Tulisan saya kali ini akan kembali nyerempet soal politik. Tapi hanya menyerempet, karena saya bukan politikus. barangkali bisa disebut pengamat paruh waktu karena saat menjadi anggota pimpinan puncak korporasi walaupun tidak boleh ikut politik praktis tetapi juga tidak boleh buta politik sama sekali. Tulisan ini terdiri dari beberapa buah catatan pendek yang saya kumpulkan sejak tahun 2012 lalu dengan judul judul:

  1. “They Vote The Government Out”
  2. “Lebih Gampang Jadi Politikus
  3. “Nyapres; Serius atau Becanda?”
  4. “Tiga Penggoda”

1. “They Vote The Government Out”.

Sejak bulan Nopember tahun 2016 lalu, banyak orang diseluruh dunia masih terperangah oleh kemenangan Donald Trump dalam pemilihan umum untuk menjadi presiden di Amerika Serikat. Semula, sebagian besar orang masih sangat yakin bahwa harapan Trump adalah kecil untuk bisa memenangkan pemilihan umum tersebut baik karena pengalaman Trump yang minim dalam berpolitik atau karena latar belakangnya sebagai orang bisnis yang memiliki banyak catatan yang dianggap meragukan. Kemenangan  Trump tersebut mengingatkan saya pada sebuah adagiom yang saya dengar dari seorang sahabat saya orang Australia di Melbourne, 40 th lalu. Adagiom tersebut populer diantara para politikus di beberapa  negara “Barat” khususnya Inggeris, Australia dan Negara-negara “Commonwealth”. Adagiom itu berbunyi sbb:

“People do not vote the government IN, they vote the government OUT”.

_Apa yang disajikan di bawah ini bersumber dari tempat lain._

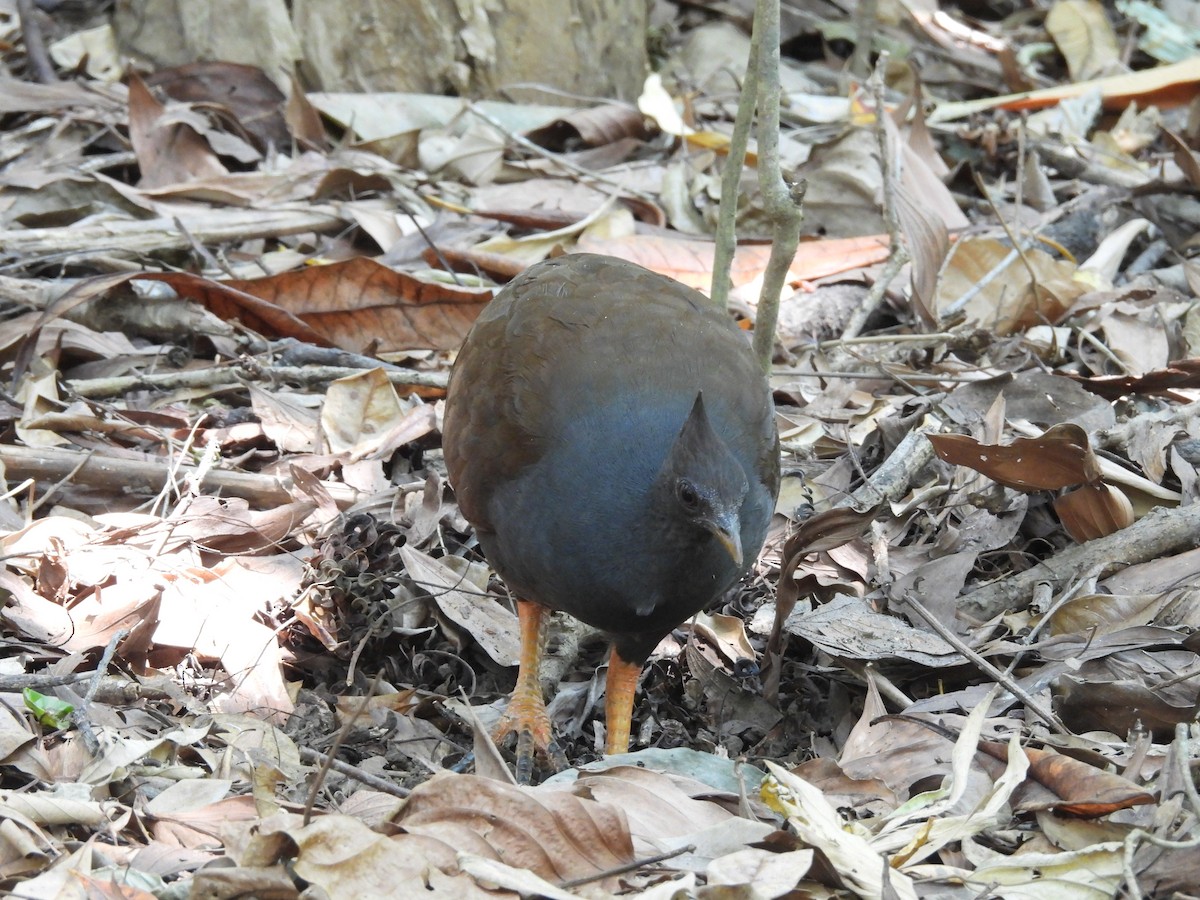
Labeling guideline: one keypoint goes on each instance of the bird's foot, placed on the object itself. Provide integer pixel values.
(527, 718)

Maksud (bukan terjemahan harfiah) dari adagiom tersebut adalah sebagai berikut: “Rakyat (pemilih) memberikan suara mereka kepada seorang calon atau kepada sebuah Partai yang berusaha “merebut” kekuasaan, BUKAN karena ingin agar calon dari Partai tersebut dan partainya menjadi pemenang dan berkuasa, atau karena yakin bahwa partai oposisi tersebut akan menjalankan pemerintahan dengan lebih baik. Mereka melakukan hal itu karena sudah tidak suka atau tidak percaya dengan pemimpin atau partai yang saat itu berkuasa (patahana). Itu adalah karakter tipikal dari para “swing voters” yaitu warga yang tidak mau jadi anggota Parpol manapun. Dengan demikian maka warga Negara Amerika Serikat yang berhak memilih, telah memberikan suaranya kepada Trump sebagai calon Partai Republik yang sudah sangat lama menjadi partai oposisi karena sudah “merasa cukup” dengan Partai Demokrat yaitu partainya Obama dan Hillary Clinton, dan tidak yakin bahwa partai tersebut bisa berbuat lebih banyak untuk memperbaiki kondisi perekonomian Amerika Serikat yang banyak ahli menyatakan sedang dalam kondisi tidak sebagus 10 sampai 20 tahun lalu. Beberapa contoh mutakhir di Indonesia adalah apa yang terjadi pada tahun 2013 lalu saat Ganjar Pranowo yang memenangkan Pilkada Tingkat I di Jateng dan Jokowi menang di DKI. Saat itu, para pemilih di Jateng dan DKI  memilih mereka karena SUDAH TIDAK PERCAYA lagi kepada Bibit dan Foke, BUKAN karena sangat yakin bahwa Ganjar dan Jokowi akan lebih baik dari Bibit dan Foke dan akan berhasil membuat perubahan positif di daerah masing-masing. Hal itu masih harus mereka buktikan. Oleh karena itu, tepat sekali bila dua sampai tiga tahun pertama dari era pemerintahan mereka, Ganjar dan Jokowi (yang kemudian digantikan oleh Basuki Tjahaya Purnama) harus terlihat  berusaha keras memenuhi janji-jani mereka. Dengan kata lain, kalau ada pejabat patahana tetap mendapat suara terbanyak itu artinya rakyat masih percaya bahwa mereka masih lebih baik dari lawannya. Bisa dilihat dari hasil Pilkada di Jawa Barat, Bali dan Sumatera Utara walaupun ada calon yang kampanyenya dibantu oleh Jokowi.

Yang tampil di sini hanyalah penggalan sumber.